A per-test cpu_budget attribute on #[ktstr_test] overrides the auto-size for that test; an operator --cpu-cap / KTSTR_CPU_CAP wins over both.

Flag availability

  • --no-perf-mode: cargo ktstr test / coverage / llvm-cov / shell, and ktstr shell. KTSTR_NO_PERF_MODE (any non-empty value) works everywhere.
  • --cpu-cap N: ktstr shell, ktstr kernel build, cargo ktstr shell, cargo ktstr kernel build — and it requires --no-perf-mode (perf mode already holds whole LLCs exclusively, so a cap would double-reserve). For cargo ktstr test / coverage / llvm-cov set KTSTR_CPU_CAP=N instead.

How a reservation is planned

Budgeted acquisition runs three phases:

  1. Discover — stat every LLC lockfile and read /proc/locks once to snapshot current holders. No locks taken.
  2. Plan — rank LLCs: prefer LLCs that already have holders (consolidation packs shared runs together), seed on the best-ranked LLC’s NUMA node, and greedily fill that node before spilling to nearest-by-distance neighbors. Accumulate LLCs until their allowed CPUs cover the budget.
  3. Acquire — non-blocking shared locks on every selected LLC, all-or-nothing. If any lock is busy, every held lock is dropped and the whole cycle retries a few times with short ascending backoff; after the final attempt it bails with a ResourceContention error naming the winning holders.

The lock granularity is per-LLC, but the reserved CPU list holds exactly the budget — the last selected LLC typically contributes only a prefix of its CPUs. When the plan spans more than one NUMA node, stderr warns:

ktstr: reserving LLCs [0 (node 0), 2 (node 1)] across 2 NUMA nodes
(preferred single-node contiguous unavailable). Build will run;
memory-access latency may be higher.

Cgroup v2 cpuset sandbox

Budgeted runs write the reserved CPUs and their NUMA nodes into a child cgroup — cpuset.cpus, then cpuset.mems, then the pid into cgroup.procs, in that order because the kernel may kill a task migrated into a cgroup whose cpuset.mems is still empty. After each write the effective value is read back: narrowing by a parent cgroup (a systemd slice, a container limit) is a fatal error under an explicit --cpu-cap and a warning otherwise. Kernel builds inside the sandbox also get their make -j width set to the reserved CPU count — without that, make -j$(nproc) fans gcc children out to a width the cpuset then has to time-slice, silently defeating the budget in scheduling terms.

Observing locks

ktstr locks (or cargo ktstr locks) prints every ktstr lock currently held on the host — LLC, per-CPU, kernel-cache, and run-dir locks — with each holder’s PID and command line. It is read-only and takes no locks itself. Use it when an acquire fails with ResourceContention: the error names the busy LLCs, the snapshot shows every contending peer at once. The full output and flags are in ktstr (standalone).

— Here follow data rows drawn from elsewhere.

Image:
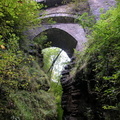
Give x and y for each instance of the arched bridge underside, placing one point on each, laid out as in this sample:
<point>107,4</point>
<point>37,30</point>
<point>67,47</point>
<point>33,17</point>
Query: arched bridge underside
<point>68,36</point>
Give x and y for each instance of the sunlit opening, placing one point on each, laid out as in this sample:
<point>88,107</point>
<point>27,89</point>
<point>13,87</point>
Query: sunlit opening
<point>54,61</point>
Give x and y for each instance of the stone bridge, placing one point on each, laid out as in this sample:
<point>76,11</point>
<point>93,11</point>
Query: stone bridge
<point>67,36</point>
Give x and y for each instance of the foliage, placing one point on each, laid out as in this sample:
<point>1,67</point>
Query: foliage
<point>23,84</point>
<point>102,62</point>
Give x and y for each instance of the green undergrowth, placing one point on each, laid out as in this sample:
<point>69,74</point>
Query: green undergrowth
<point>24,86</point>
<point>100,63</point>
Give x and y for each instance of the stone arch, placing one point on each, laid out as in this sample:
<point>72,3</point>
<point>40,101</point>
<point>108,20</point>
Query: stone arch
<point>60,38</point>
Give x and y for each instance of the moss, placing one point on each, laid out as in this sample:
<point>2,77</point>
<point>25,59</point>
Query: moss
<point>34,105</point>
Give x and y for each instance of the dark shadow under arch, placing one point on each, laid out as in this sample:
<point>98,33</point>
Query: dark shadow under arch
<point>61,39</point>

KTSTR_BYPASS_LLC_LOCKS — escape hatch

Setting KTSTR_BYPASS_LLC_LOCKS=1 skips lock acquisition entirely: the VM boots or the build starts immediately, with no coordination against concurrent runs. Use it only when measurement noise is acceptable — an isolated workstation, or a CI queue that already serializes jobs at a higher layer. It is mutually exclusive with --cpu-cap / KTSTR_CPU_CAP at every entry point; the rejection message always contains "resource contract" so it is greppable.

Filesystem requirement

Every lockfile path must live on a local filesystem — tmpfs, ext4, xfs, btrfs, f2fs, and bcachefs are the accepted set. NFS, CIFS/SMB, CephFS, AFS, and FUSE mounts are rejected at open time: flock(2) coordination or /proc/locks holder enumeration is unreliable on these configurations, and ktstr refuses to run on a lock it cannot trust. The error names the offending filesystem and the fix: move the lockfile path (KTSTR_LOCK_DIR, the cache root, or the runs root) to a local filesystem. Unknown-but-local filesystems (zfs, erofs, …) pass through.